Predicting chemotherapy response in non-small-cell lung cancer via computed tomography radiomic features: Peritumoral, intratumoral, or combined?

PURPOSE: This study aims to evaluate the ability of peritumoral, intratumoral, or combined computed tomography (CT) radiomic features to predict chemotherapy response in non-small cell lung cancer (NSCLC). METHODS: After excluding subjects with incomplete data or other types of treatments, 272 (Dataset 1) and 43 (Dataset 2, external validation) NSCLC patients who were only treated with chemotherapy as the first-line treatment were enrolled between 2015 and 2019. All patients were divided into response and nonresponse based on the response evaluation criteria in solid tumors, version 1.1. By using 3D slicer and morphological operations in python, the intra- and peritumoral regions of lung tumors were segmented from pre-treatment CT images (unenhanced) and confirmed by two experienced radiologists. Then radiomic features (the first order, texture, shape, et al.) were extracted from the above regions of interest. The models were trained and tested in Dataset 1 and further validated in Dataset 2. The performance of models was compared using the area under curve (AUC), confusion matrix, accuracy, precision, recall, and F1-score.

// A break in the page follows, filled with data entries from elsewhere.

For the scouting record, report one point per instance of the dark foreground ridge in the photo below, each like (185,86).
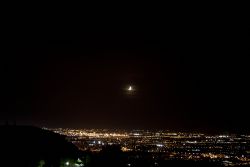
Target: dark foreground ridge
(31,146)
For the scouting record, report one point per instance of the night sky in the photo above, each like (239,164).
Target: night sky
(186,76)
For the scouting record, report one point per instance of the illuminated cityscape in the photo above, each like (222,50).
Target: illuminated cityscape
(230,150)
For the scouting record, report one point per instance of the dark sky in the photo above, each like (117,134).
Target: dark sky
(187,76)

RESULTS: The radiomic model using features from the peritumoral region of 0–3 mm outperformed that using features from 3–6, 6–9, 9–12 mm peritumoral region, and intratumoral region (AUC: 0.95 versus 0.87, 0.86, 0.85, and 0.88). By the fusion of features from 0–3 and 3–6 mm peritumoral regions, the logistic regression model achieved the best performance, with an AUC of 0.97. This model achieved an AUC of 0.85 in the external cohort. Moreover, among the 20 selected features, seven features differed significantly between the two groups (p < 0.05). CONCLUSIONS: CT radiomic features from both the peri- and intratumoral regions can predict chemotherapy response in NSCLC using machine learning models. Combined features from two peritumoral regions yielded better predictions.